Most of them did not even show sympathy and/or give encouraging or supporting messages when the two girls were withdrawn from the 400m, but they are now flooding social media with sugar-coated congratulatory messages.
Now everyone is jumping on the bandwagon, seeking to make their brands known through the success of Mboma and Masilingi. What a shame!
That is not all. In fact, encouraging messages should have started already from everyone before or when our athletes touched down in Tokyo. But this was not the case from our corporate companies or institutions. I’m saying this because social media was not overwhelmed like it is now.
We now hear Mboma here, Masilingi there. Why did we not do the same for athletes competing in other sports codes, who performed first despite not going that far, i.e. rowing, cycling and boxing?
Please corporate Namibia, stop this tendency of waiting for someone to shine or achieve something and then hijack the opportunity, because you see a good business opportunity to show off your business.
Please do not get me wrong. I have nothing against you issuing a congratulatory message to a fellow countryman or woman. My problem is why wait for someone to bloom for us to do that?
In fact, why are you part of the celebration if you were never there when someone needed that support to succeed?

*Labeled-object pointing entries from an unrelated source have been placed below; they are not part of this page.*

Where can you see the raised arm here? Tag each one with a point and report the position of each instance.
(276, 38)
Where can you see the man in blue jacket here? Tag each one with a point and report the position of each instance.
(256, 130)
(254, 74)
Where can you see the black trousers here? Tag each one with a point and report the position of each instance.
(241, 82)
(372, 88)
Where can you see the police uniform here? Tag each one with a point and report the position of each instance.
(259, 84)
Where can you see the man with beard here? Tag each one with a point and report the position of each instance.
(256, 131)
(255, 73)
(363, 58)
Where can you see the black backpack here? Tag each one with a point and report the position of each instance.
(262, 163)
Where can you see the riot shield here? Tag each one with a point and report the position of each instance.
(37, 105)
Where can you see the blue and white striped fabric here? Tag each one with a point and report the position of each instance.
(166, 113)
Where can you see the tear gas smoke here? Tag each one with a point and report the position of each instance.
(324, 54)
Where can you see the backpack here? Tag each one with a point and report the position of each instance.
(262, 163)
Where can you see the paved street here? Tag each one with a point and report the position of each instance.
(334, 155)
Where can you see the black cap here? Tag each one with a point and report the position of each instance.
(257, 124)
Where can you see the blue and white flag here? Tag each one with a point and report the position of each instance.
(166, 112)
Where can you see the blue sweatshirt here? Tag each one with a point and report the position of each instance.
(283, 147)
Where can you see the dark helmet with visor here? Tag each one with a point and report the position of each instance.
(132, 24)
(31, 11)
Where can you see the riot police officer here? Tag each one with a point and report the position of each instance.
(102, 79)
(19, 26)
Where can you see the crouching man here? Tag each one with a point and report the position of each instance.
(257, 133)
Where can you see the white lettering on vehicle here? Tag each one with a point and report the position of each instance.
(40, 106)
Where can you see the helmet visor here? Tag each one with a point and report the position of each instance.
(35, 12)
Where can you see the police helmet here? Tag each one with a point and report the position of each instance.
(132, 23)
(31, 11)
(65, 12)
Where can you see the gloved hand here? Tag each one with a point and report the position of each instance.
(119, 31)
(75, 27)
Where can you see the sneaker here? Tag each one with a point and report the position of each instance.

Is this the way we want things to be going forward?
Why can’t Namibian corporate institutions invest more in talent identification and nurture that instead of jumping onto the polished product?
I feel corporate Namibia’s support should have been there since the 90s when the likes of Frank Fredericks, Harry Simon, Luketz Swartbooi competed in the Olympic Games and other international competitions.
Corporate institutions through their social responsibility programmes need to start giving more support to our athletes if they are to realise their dreams.
More investment is needed to identify new talents as well as boost those who are already identified, if we want to have the rights and dignity to smile, laugh and celebrate with them through their achievements and success because you also took part in a different way.
We have so much talent in this country, which need to be discovered or identified but with limited resources, this cannot happen because you only have three or four corporates supporting sport.
If we want strong representation like the USA, Great Britain, and Jamaica at competitions, we need to invest more in sport because this will increase our chances of scooping more medals at these international competitions.
I hope, going forward, the ongoing Olympics will be a stepping stone. I want to see more corporates coming on board to support our athletes, so that all of us can have a voice to sing loud for our achievements with the true feelings that we all contributed to their efforts to get there.
Finally, I would like to thank our government for its part, the regional councils, private entities and individuals who immensely contributed to all our athletes who represented our beautiful land and, in that way, kept OUR BEAUTIFUL FLAG flying higher and higher with pride.
Just imagine, at the age of 18 years, our golden girls pushed, caused tensions and forced the veterans from Jamaica, USA and other countries to their limits, because Mboma and Masilingi meant business. Not even their withdrawal from the 400m deterred them or made them lose focus – they believed in their nation, in their amazing mentor, coach and a father Mr. Henk Botha, who stood firm with them from the day and started nurturing their talents. Long live the greatest father to our wonderful athletes. We shall forever be grateful for what you have done for this Land of the Brave!